純和風なキャラクターが好きな作者としては結構ツボに入るヒロインだったりします。


3話

二時限目。

科目はISだが、正直翔介には付いていくことで精いっぱいだった。

 

「えっと、織斑君」

 

「は、はい」

 

「今のところまでわからないところありませんでしたか?」

 

教壇で授業をする真耶が目の前の席に座る一夏に声をかける。

一夏はしばらく手元の教科書を眺めると。

 

 

「全部わかりません」

 

 

ズデデッ!

本日三回目のクラスメイトのズッコケシーン。

 

「ぜ、全部ですか? えっと、他に分からない人いますか?」

 

困り顔でクラス中に問いかける真耶。

しかし、誰も手を上げない。

理解度で言えば翔介も一夏とどっこいどっこいなのだが、あえて手を挙げなかった。

というのも…。

 

 

スパァン!

こちらは本日四回目の快音が響く。

 

 

「この馬鹿者が。事前に教本に目を通しておかなったのか」

 

千冬が出席簿を持って鬼の形相をしていた。

 

教本とは事前学習のために新入生に送られる分厚い教科書の事だ。
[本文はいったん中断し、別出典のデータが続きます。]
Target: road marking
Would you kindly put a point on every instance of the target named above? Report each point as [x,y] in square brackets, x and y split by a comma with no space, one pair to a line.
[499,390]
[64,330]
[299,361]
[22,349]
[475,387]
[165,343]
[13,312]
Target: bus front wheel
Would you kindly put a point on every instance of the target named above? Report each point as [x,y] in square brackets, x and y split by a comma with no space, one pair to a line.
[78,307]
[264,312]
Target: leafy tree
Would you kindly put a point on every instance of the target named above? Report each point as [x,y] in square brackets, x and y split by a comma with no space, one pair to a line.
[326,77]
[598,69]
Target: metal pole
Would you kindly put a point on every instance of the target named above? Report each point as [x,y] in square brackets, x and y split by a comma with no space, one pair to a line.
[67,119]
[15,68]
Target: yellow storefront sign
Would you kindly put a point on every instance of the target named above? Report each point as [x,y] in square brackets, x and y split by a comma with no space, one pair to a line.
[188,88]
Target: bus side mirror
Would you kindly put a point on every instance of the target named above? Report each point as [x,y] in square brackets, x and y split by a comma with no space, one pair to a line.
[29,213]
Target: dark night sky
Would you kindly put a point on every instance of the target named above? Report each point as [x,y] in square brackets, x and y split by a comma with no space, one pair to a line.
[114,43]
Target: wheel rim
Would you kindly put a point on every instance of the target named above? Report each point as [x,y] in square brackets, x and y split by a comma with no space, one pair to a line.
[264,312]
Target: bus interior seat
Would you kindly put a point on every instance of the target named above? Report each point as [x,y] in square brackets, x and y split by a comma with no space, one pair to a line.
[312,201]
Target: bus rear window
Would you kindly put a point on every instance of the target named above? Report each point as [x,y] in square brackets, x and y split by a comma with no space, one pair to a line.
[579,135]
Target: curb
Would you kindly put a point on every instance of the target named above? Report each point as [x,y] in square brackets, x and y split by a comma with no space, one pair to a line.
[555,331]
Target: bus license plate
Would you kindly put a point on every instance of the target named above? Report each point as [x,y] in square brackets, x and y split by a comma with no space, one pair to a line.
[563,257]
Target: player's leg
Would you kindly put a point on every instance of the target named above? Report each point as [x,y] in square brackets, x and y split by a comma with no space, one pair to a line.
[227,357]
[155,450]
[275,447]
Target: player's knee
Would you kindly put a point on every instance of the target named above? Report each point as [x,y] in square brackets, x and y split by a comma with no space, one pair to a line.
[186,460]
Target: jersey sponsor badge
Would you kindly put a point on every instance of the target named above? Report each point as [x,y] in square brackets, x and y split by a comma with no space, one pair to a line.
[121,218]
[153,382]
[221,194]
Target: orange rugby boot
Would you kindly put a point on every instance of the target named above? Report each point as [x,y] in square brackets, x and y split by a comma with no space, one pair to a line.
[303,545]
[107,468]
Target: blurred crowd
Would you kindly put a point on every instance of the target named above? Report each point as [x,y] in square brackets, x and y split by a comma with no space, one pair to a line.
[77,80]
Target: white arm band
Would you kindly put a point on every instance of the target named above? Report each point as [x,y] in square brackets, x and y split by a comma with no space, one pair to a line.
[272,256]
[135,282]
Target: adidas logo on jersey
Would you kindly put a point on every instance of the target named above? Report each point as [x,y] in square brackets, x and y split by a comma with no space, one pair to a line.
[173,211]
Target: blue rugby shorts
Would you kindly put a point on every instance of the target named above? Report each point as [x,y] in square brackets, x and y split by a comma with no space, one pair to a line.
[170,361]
入学式数日前に送られてきた翔介にとっては地獄そのものであった。

 

「電話帳と間違えて捨てました」

 

これは来ると確信した。

 

 

スパァン!

 

 

「再発行してやるから一週間で覚えろ」

 

「一週間!? それはいくら何でも無茶だぜ、千冬姉!」

 

「織斑先生だ! いい加減に覚えろ!」

 

額に青筋を浮かべる千冬。その形相はまさしく修羅。

すると、その視線は翔介へと向けられる。

 

「道野、お前はどうだ?」

 

ここで言葉を間違えると一夏の二の舞になるのは目に見えていた。

 

「捨ててはいません…ただ、全部はまだ覚えてません…」

 

ならば正直に答えるしかないと本能が叫んでいた。

どうやら選択は間違っていなかったようで千冬は出席簿をしまう。

 

「ならお前もすぐに覚えろ。あれに書かれているのはISの基本だ。基本を覚えない者にISは触れさせん。自分にも周囲に対しても危険だからな」

 

「なんか翔介には甘くねぇか…」

 

「何か言ったか、織斑」

 

「い、いえ!」

 

その後の授業はなんとかつつがなく進んでいった。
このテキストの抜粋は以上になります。